Back at the end of 2010, following the success of the Sweden Democrats in the general election in their country, I wrote a piece on this site where I stated that the real threat from the right in Europe came not from the FN or the BNP, but from the Berlusconis and the Camerons and the Sarkozys - those figures on the 'respectable' right who would unashamedly take on some of the policies of the extreme right in order to stem their growth. One might argue that in desperate times this could count as the lesser of two evils, but does the deported member of the Roma community care whether they were dumped out of France by a UMP or an FN administration? No. And therein lies the danger.
Yes, the success of the Front National is an embarrassment for the majority of French citizens. Yes, we on the left would obviously prefer to see the FN wiped off the face of the French political map. But do I think in the short, medium or long term this party could genuinely take power in France? No. Do I think that there is a single far right party in Europe capable of taking power? No. The real threat exists elsewhere.
The spectre haunting the continent right now is the spectre of an increasingly populist mainstream centre-right and it is they that hold state power in the majority of European countries. Whether it is Cameron's mix of anti-EU posturing abroad and massive cuts at home, Sarkozy's attempts to steal the FN's clothes by doing his best impression of Le Pen or Mario Monti's bizarre dictatorship of the 'experts' in Italy, the centre-right is doing damage while the far right merely talks about what damage it would like to do.

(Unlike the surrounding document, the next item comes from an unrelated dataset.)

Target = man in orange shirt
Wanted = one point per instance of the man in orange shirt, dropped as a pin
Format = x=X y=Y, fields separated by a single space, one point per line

At this point we arrive at the big problem for those of us in my camp: has Europe's left got a strategy for turning the rising right-wing tide? Mobilising against the pantomime villains of 'the fash' will never be a problem for socialists in any country; getting the centre-right out of power will be a much tougher job. If there is a strategy then I have certainly not heard it yet. Perhaps they are hiding it for the right moment. Maybe they are still in the process of drawing one up. Possibly, and sadly I suspect this might be the right answer, there isn't actually any strategy to speak of whatsoever. Now has to be the time for Europe's left to come together, rediscover their spirit of internationalism and put forward a coherent social democratic vision for the EU. Are they capable of such a grand masterplan? Time will tell. For now, kicking Sarkozy's backside out of the Élysée Palace in May would be a positive start to the fightback.